Tapi jika dilihat kemejanya itu memang sudah sangat basah. Air mata Luci sangat deras ketika menyembur tadi, sehingga ari mata gadis itu tidak hanya membasahi pada area dada bidang Spider saja.

Air mata itu bahkan mengalir hingga ke bagian kemeja bagian perut Spider. Melihat itu membuat Luci semakin tidak nyaman.

"Mmm, apa kau benar-benar tidak bisa mengganti pakaianmu sendiri?" Luci bertanya dengan tidak enak hati. Luci merasa sangat bersalah sudah membuat Spider kedinginan tapi Luci malah tidak bisa membantu Spider untuk mengganti pakaian.

"Aku terlalu merepotkanmu ya? Biar kucoba dulu. Aku ini lelaki yang kuat kok." Spider pun mengangguk mantab.

Lalu ketika lelaki itu hampir membuka kancing kemejanya yang paling atas, lelaki itu pun pura-pura merintih lagi. Sesekali dia melirik kepada Luci. Jika Luci melihatnya maka Spider akan semakin keras merintih.

"Aduh, aduh, sakit sekali. Huff ! Huff." Spider kemudian pura-pura meniupi lukanya. Lalu dia berpura-pura ingin membuka kancing bajunya lagi. Namun sebelum itu terjadi Luci sudah maju dan menyela kedua tangan Spider.
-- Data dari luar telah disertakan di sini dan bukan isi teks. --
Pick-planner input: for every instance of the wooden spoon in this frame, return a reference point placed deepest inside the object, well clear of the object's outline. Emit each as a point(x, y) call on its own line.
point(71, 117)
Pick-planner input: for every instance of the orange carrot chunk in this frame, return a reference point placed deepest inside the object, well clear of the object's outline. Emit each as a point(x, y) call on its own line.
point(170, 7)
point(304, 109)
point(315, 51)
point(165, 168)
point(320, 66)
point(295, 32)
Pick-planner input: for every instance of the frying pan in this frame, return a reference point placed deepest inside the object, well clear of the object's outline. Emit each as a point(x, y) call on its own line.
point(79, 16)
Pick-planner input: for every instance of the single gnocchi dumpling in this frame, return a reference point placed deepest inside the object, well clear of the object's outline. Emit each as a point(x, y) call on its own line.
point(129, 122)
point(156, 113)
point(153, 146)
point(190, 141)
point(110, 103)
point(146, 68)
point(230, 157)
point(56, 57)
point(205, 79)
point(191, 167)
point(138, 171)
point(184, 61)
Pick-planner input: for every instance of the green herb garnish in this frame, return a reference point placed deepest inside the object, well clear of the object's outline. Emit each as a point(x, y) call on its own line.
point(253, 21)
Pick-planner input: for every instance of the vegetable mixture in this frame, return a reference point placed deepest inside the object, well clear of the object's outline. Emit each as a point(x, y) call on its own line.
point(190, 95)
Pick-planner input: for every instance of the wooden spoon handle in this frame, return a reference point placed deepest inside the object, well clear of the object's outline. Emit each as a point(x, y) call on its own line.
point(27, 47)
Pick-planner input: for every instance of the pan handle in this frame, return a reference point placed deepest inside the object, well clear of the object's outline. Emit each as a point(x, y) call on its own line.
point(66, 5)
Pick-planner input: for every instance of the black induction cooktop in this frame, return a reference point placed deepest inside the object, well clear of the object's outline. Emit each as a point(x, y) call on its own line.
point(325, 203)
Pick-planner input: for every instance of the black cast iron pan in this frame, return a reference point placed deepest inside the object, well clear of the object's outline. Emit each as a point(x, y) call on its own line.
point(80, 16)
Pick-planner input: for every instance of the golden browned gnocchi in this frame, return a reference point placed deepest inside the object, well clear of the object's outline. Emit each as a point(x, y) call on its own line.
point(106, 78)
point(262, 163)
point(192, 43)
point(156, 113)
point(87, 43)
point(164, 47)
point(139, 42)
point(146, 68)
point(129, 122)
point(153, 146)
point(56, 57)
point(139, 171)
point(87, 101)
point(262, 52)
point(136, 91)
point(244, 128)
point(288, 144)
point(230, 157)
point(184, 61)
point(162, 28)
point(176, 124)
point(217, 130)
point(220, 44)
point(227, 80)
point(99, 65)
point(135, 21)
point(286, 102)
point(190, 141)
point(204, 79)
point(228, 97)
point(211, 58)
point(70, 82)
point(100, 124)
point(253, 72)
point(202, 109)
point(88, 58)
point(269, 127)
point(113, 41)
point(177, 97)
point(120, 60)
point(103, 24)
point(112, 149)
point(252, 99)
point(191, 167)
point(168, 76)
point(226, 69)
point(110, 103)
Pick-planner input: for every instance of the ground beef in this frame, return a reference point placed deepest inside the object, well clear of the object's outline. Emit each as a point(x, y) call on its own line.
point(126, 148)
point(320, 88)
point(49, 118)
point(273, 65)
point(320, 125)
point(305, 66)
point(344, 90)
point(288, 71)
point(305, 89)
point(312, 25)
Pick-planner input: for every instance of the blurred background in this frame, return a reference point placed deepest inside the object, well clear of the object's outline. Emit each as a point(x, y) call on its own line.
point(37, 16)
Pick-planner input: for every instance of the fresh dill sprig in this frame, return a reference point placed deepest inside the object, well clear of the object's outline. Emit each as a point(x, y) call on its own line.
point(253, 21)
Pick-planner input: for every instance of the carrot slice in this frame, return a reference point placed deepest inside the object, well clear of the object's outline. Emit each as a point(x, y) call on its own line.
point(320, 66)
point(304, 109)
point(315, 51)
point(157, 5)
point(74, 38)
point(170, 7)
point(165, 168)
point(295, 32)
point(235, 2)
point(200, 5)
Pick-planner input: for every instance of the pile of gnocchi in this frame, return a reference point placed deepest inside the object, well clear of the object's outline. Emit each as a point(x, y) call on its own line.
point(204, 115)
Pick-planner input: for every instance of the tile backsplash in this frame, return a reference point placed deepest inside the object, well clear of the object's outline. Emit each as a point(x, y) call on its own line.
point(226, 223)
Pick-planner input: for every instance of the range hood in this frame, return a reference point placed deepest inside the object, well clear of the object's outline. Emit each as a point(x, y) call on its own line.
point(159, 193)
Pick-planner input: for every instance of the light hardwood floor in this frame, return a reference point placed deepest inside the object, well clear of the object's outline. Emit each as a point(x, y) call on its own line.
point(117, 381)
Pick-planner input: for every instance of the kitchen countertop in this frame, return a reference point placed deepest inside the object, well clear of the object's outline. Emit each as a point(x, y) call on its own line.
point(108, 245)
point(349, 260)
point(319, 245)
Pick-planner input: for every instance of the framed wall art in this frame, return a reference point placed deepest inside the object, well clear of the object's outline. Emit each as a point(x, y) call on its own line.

Di dalam kebisuan, tanpa bersuara Luci pun melepas kancing kemeja milik Spider. Setiap gerakan jemarinya yang lentik membuat Spider semakin berdegup kencang. Apalagi ketika tangan Luci bergerak semakin ke bawah. Namun Spider masih bisa sekuat tenaga untuk menahan dirinya sendiri.

"Astaga, berapa lama sih aku menangis tadi? Bahkan pakaian dalam milikmu sampai basah. Maafkan aku." Luci berkata tulus.

Spider pun mengangguk malu-malu.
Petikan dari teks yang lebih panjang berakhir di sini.